A system of equations consists of two or more equations with the same set of variables. They are written in the form:

• \(ax + by = c\)
• \(dx + ey = f\)

The goal of solving a system is to find the values of the variables that satisfy all equations simultaneously. In our exercise, we're using a system of two linear equations:

• \(5x - 4y = 19\)
• \(3x + 2y = 7\)

We can approach systems of equations using various methods, like substitution and graphing. However, today, we focus on the elimination method. This involves manipulating the equations so that adding or subtracting them will cancel out one of the variables and make it easier to solve.

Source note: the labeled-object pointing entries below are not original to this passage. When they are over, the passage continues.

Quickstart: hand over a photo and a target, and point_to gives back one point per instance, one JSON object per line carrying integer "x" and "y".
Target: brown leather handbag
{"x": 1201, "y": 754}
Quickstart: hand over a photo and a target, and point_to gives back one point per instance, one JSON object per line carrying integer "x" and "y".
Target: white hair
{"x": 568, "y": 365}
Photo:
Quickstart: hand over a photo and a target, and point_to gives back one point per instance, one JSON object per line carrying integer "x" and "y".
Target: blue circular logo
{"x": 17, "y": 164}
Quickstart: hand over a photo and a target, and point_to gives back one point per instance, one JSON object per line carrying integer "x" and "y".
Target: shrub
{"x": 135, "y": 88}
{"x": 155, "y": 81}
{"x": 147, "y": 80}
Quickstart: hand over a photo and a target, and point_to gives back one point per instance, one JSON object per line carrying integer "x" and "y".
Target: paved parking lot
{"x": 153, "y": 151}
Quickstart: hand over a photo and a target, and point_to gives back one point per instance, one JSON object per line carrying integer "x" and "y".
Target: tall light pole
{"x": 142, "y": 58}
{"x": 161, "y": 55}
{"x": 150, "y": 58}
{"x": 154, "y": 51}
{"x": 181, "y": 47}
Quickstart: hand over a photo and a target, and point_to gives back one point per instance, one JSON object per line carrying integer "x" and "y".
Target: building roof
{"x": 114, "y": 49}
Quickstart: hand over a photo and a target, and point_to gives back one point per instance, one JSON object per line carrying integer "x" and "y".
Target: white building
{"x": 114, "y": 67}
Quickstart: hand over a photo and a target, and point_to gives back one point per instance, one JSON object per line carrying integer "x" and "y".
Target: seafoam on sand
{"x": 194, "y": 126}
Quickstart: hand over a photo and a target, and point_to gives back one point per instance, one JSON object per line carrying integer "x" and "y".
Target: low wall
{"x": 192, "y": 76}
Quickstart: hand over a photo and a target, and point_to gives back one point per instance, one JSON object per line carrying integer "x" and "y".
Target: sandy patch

Linear equations involve variables raised only to the first power. They have a straightforward form: \(ax + by = c\). To solve these equations, we make them as simple as possible to isolate the variable. For example, when we worked on eliminating \(y\) in our system:
The first step involved transforming the second equation \(3x + 2y = 7\) into \(6x + 4y = 14\). The coefficients of \(y\) become opposites, allowing us to add equations to cancel out \(y\).Let's detail the process of solving after elimination:

• Add aligned equations to cancel \(y\): \[5x - 4y + 6x + 4y = 19 + 14\]Resulting in:
• \[11x = 33\]
• Solve for \(x\) by isolating it on one side:
• \[x = \frac{33}{11} = 3\]

Once \(x\) is determined, substitute it back into any original equation and solve for \(y\). This isolation process is key in solving linear equations.

Algebraic techniques are crucial for manipulating equations to find solutions. One common technique is multiplying equations to create opposite coefficients, as seen in this exercise. Here are some additional pointers to remember:

• When coefficients are not opposites, multiply one or both equations by necessary values to create opposites. This method is essential when using the elimination method.
• Be sure to perform operations on both sides of an equation evenly. This keeps the equations balanced and valid.
• After finding one variable, substitution back is key to finding the second variable.

In our exercise, transforming \(3x + 2y = 7\) into \(6x + 4y = 14\) was crucial. The elimination method relies heavily on these algebraic techniques to seamlessly find solutions.